The 81kWh figure is measured and reported by car BMS. So it is entirely possible you really have 85kWh battery but 4kWh is always lost as heat, before BMS has the chance to measure it.
? the new 350V 85 kWh batteries report the full 85 kWh through the BMS, so why aren't the 400V 85 kWh batteries doing this?
Tesla probably realized at some point how misleading this is, and changed the advertised kwh for 75, 90 and later models..
No question about that
 
My 2012 P85 battery died this week. I have 193k miles, nearly 9 years old. I am being quoted for a 85k remanufactured replacement for $12000. Either I pay for a replacement battery or I have a bricked car that probably would sell for less than 12k. Not happy with either option, but don't want to buy a new car either.
I assume that is from Tesla? That is certainly better than 22K, and 16K, and were there other values quoted in this thread too?

Unfortunately I also assume based on past precedence that if you ask 4 different service centres you get 4 drastically different prices, or is that the new corporate price?
 
But according to the Panasonic specs you posted, the 81 kWh is a minimum and the 85 kWh is typical, and yet no one has 85 kWh and everybody has 81 kWh.

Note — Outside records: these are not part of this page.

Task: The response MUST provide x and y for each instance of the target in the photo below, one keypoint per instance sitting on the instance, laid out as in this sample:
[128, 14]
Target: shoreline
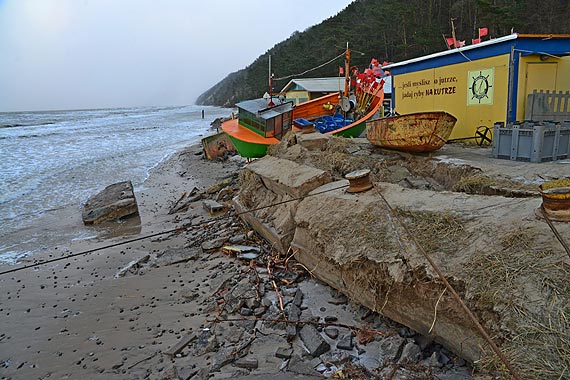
[58, 315]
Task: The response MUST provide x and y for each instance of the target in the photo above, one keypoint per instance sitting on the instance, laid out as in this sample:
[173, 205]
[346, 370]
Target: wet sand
[78, 319]
[74, 319]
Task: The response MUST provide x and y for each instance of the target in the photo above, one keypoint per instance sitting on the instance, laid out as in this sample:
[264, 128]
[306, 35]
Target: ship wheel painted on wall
[480, 83]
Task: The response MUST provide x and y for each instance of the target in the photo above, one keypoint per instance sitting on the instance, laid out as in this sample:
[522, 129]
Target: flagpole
[453, 34]
[445, 40]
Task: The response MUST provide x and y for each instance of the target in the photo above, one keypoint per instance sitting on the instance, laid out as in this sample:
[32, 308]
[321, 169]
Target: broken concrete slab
[114, 202]
[212, 206]
[312, 141]
[286, 177]
[313, 341]
[182, 343]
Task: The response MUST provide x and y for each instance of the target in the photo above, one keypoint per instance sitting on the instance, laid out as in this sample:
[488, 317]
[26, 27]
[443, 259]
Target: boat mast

Maybe you can tell more about what's needed in order to reach typical capacity?
You probably don't want typical capacity, that *might be what this guy used to have


*(I really have no idea what I am talking about :D but since the truth will probably never come out this theory is as good as any until someone wikileaks it)
 
My 2012 P85 battery died this week. I have 193k miles, nearly 9 years old. I am being quoted for a 85k remanufactured replacement for $12000. Either I pay for a replacement battery or I have a bricked car that probably would sell for less than 12k. Not happy with either option, but don't want to buy a new car either.
Any symptoms before it died? 12k for a 1 year warranty is hard to swallow though.
 
My 2012 P85 battery died this week. I have 193k miles, nearly 9 years old. I am being quoted for a 85k remanufactured replacement for $12000. Either I pay for a replacement battery or I have a bricked car that probably would sell for less than 12k. Not happy with either option, but don't want to buy a new car either.
I would never pay for a refurbished battery, unless I my intent was to sell it. The new 350V 85kWh is way better value at $16-20,000
 
Also when fully charged with no draw?

? the new 350V 85 kWh batteries report the full 85 kWh through the BMS, so why aren't the 400V 85 kWh batteries doing this?

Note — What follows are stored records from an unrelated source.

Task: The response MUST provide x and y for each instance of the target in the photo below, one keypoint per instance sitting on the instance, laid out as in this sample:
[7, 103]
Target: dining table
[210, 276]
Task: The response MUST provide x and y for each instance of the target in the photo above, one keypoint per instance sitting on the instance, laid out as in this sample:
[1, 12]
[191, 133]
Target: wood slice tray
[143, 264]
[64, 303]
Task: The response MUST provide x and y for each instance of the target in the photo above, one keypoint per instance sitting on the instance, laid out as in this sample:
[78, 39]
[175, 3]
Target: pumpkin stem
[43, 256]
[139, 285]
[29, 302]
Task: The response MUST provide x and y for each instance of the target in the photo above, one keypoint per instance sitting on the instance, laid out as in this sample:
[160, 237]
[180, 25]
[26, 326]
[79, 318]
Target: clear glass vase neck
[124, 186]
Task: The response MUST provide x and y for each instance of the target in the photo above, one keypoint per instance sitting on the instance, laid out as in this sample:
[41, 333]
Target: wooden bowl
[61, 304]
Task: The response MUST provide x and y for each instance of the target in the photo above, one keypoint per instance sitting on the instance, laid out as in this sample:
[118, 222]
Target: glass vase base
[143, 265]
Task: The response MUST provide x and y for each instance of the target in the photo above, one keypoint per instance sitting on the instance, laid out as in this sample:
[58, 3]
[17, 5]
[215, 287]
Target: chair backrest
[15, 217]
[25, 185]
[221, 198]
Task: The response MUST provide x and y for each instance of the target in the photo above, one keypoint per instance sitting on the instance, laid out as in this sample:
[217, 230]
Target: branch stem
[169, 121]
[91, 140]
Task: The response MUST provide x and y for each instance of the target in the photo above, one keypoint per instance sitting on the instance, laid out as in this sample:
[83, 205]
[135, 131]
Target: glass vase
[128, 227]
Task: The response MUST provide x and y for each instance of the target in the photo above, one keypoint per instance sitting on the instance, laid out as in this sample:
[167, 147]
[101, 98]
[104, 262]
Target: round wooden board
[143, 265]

You can't measure kWh if there is no draw. That is exactly the problem. To measure you need to drain the battery and measure how much kWh you get.

If BMS reports 85kWh for the new 350V battery, it means the actual capacity is maybe 89kWh? And perhaps newer battery cells have lower internal resistance so you get smaller losses?

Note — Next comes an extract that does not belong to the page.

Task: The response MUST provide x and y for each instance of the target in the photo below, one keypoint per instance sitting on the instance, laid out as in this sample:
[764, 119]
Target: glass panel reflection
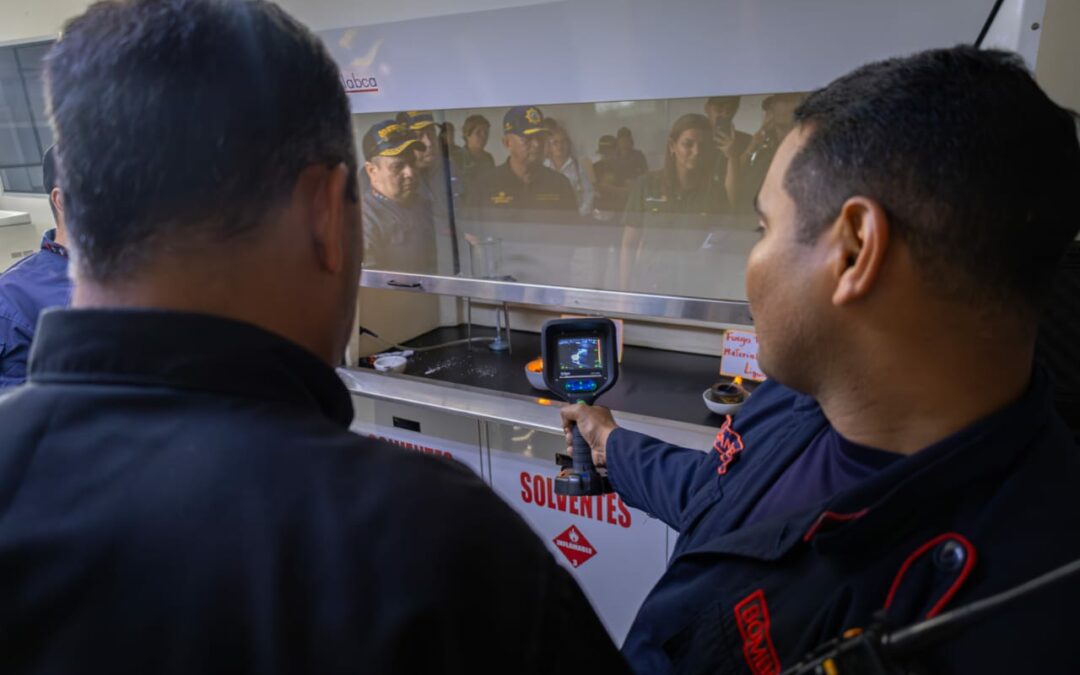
[647, 196]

I have built several EV packs. Not Tesla but one Datsun 100A with Nissan Leaf cells, and then some e-bikes and motorcycles.. all of these have considerably smaller capacity reported by BMS than you would expect from the battery data sheet. But it is normal.
 
The Tesla warranty site says the warranty on a HV battery purchase is 4 years/50k miles... (It doesn't specify a different warranty for a refurbished purchase.)
That would be nice. I agree with your reading of it. However, unless I'm remembering incorrectly, those who have bought remanufactured batteries out of warranty were told they come with a 1 year warranty on multiple occasions.
 
Any symptoms before it died? 12k for a 1 year warranty is hard to swallow though.

Nope, just cruising along the highway at 75mph with 45 miles of range still left when alerts popped up that it was shutting down and to pull over immediately. I did and once it stopped it was completely dead. No power, no screens.
 
The Tesla warranty site says the warranty on a HV battery purchase is 4 years/50k miles... (It doesn't specify a different warranty for a refurbished purchase.)

I'm skeptical.

I would never pay for a refurbished battery, unless I my intent was to sell it. The new 350V 85kWh is way better value at $16-20,000

90kWh is what you are buying, not an 85.

And I'm being told the warranty is 4 years, 50k on the reman battery. I will make sure I get that in writing.